I also think for "younger" (under 40?) people raised on reality TV, and more so instagram, Facebook, now TikTok picture and video based social media there's a, life as reality TV show quality, an unspoken performance and need to make our lives seem perfect for an unseen (and not real) audience, and also to be seen as having the right views, but living in quick sand where liking or using anything could become a problem at any point and having to keep up endlessly. I also think this is intensely anxiety producing and also just debilitating, I don't think you can DO anything good in the world with that mindset
final thought: I've said for awhile I think why you see so many people declaring the economy is bad, regularly saying its historically, Great Depression levels bad, when it is in fact really good, as near to full employment as we've ever had lots of great economic indicators is left over Covid trauma.

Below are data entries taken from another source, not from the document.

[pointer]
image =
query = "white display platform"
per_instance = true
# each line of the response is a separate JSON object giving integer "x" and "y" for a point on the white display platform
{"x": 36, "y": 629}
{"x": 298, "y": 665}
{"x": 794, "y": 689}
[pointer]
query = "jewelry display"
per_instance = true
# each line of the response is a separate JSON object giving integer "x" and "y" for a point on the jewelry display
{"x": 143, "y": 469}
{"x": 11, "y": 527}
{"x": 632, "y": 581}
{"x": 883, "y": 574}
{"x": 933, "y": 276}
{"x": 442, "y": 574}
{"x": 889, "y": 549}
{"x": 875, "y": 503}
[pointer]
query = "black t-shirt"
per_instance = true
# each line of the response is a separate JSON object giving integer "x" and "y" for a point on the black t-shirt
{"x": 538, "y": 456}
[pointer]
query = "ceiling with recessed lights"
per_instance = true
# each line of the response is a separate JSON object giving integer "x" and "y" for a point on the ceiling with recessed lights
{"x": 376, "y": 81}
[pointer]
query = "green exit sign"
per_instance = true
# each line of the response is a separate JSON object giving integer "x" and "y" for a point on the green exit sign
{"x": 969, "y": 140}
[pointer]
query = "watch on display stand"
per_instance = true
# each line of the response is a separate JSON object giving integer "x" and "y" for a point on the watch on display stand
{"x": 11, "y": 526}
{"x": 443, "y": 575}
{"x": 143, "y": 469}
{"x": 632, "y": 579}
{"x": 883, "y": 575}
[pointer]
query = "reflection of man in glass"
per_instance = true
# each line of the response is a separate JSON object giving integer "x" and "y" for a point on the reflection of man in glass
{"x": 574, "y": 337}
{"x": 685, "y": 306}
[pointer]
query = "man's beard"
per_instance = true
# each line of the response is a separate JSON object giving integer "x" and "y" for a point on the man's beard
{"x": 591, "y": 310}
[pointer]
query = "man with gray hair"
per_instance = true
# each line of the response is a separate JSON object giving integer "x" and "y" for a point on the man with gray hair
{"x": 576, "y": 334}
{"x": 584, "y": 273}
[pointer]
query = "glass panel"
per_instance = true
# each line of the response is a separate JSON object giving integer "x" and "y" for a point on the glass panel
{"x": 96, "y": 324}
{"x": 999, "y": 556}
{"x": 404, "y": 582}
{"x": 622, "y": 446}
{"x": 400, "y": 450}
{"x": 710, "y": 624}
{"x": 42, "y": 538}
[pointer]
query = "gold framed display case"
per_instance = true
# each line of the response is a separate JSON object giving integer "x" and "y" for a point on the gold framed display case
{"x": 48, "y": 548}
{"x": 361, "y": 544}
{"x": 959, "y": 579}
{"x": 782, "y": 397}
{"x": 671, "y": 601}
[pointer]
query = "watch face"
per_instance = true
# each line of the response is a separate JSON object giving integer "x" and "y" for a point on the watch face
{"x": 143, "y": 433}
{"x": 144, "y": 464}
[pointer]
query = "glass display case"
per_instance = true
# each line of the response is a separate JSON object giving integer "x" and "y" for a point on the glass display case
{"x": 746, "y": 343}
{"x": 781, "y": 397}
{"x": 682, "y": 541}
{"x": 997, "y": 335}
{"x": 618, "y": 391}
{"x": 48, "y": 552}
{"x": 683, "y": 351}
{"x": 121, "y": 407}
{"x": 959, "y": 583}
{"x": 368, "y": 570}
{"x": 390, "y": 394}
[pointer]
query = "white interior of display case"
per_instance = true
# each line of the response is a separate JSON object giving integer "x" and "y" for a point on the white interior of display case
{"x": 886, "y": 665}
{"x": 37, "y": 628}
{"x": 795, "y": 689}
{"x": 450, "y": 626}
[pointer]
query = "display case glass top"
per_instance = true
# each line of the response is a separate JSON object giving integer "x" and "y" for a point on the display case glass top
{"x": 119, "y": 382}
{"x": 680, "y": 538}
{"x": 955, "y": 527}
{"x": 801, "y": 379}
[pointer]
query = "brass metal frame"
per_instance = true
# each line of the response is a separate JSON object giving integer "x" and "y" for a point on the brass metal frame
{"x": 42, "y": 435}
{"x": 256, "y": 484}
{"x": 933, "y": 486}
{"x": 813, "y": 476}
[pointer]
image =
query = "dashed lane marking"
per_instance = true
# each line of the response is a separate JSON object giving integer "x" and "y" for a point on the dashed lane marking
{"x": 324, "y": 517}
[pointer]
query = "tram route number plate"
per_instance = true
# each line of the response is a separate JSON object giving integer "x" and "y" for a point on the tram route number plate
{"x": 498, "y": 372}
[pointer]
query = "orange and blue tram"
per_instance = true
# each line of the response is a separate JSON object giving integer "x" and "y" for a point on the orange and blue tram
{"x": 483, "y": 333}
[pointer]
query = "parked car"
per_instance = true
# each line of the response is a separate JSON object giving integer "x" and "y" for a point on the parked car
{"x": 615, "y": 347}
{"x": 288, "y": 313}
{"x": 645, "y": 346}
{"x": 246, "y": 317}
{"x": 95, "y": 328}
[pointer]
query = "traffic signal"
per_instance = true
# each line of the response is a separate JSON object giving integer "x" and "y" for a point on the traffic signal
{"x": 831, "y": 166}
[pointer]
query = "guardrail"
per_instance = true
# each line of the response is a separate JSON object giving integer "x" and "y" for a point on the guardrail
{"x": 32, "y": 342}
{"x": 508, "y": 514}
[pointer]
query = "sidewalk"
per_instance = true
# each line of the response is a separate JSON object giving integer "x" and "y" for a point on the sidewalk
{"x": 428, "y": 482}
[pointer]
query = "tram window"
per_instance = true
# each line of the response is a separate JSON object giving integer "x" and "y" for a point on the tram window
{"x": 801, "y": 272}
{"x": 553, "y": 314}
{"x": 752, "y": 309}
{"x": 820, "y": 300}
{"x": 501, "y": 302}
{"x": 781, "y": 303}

We all went through a scary, sad, upsetting time in our lives. But because we ALL did if nothing happened to you particularly, you didn't get hospitalized, don't have long Covid, no one you're close with died and you couldn't be there for them, it might feel like "nothing" happened. So people are reaching for a "logical" reason for that edgy, sad, nervous, upset, unhappy feeling they can't get rid of. Normally that comes from economic anxiety, fear of not having enough money, or losing a job etc. So many people are reporting that they think the national economy is terrible while saying they think they themselves are doing well, that their local or state economy (that they see an interact with) is doing good, while the nation is doing bad, somehow. People are spending like they're doing well as well, never had it so good, never felt so bad.
I suspect its because we're all still dealing with Covid feelings, and thanks to social media, the death of common spaces, political radicalization, we never really came together and drew a line under Covid, it just kinda sputtered out and we slowly went back to our lives like nothing happened.